Pilgrim Theological College
- Established: 2015
- Head of College: Philip Hughes (acting)
- Location: Melbourne, Australia 37°47′31″S 144°57′36″E﻿ / ﻿37.792°S 144.960°E
- Website: pilgrim.edu.au

= Pilgrim Theological College =

Pilgrim Theological College is an Australian theological college and a member college of the University of Divinity. It is part of the Uniting Church in Australia Synod of Victoria and Tasmania's Centre for Theology & Ministry.

== Overview and history ==
Pilgrim Theological College reflects the multi-denominational background of the Uniting Church and is a provider of ecumenical theological studies, offering undergraduate, post-graduate and audit courses that are focused on theology, ministry, pastoral care, philosophy and research methodology.

Additionally, the college focuses on preparing students seeking ordained ministry in the Uniting Church or another denomination, training for service in specified ministries of lay preacher and pastor, and providing higher education and continuing professional development for ministry staff. Field education has been a focus of the college's formation program.

Pilgrim Theological College was opened in 2015. It was previously known as the Uniting Church Theological College, which formed part of the United Faculty of Theology - a co-operative venture of the Anglican, Jesuit and Uniting theological colleges that closed in 2014.

Until its closure, the Uniting Church Theological College was a member school of the Melbourne College of Divinity which had been in operation since 1910, becoming the University of Divinity in 2011. The change to university status followed the decision by the Melbourne College of Divinity to apply to the Victorian Regulation and Qualifications Authority to operate as an "Australian University of Specialisation". In 2012 the college began operating as a university.

Uniting Church Theological College alumni are considered alumni of Pilgrim Theological College.

==Location==

Pilgrim Theological College operates from the Centre for Theology & Ministry building in the grounds of Ormond College in Parkville, Melbourne.

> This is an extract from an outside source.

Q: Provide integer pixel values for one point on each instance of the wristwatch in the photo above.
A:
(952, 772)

The building was designed by Williams Boag Architects and won the Australian Institute of Architects Award for Heritage Architecture (Vic) in 2008. The building also houses the Dalton McCaughey Library - home to the combined collections of the Jesuit Theological College and Ormond Theological Hall as well as additional material from Queen's College and the theological hall of the Victorian Congregational Church following the inception of the Uniting Church in Australia in 1977.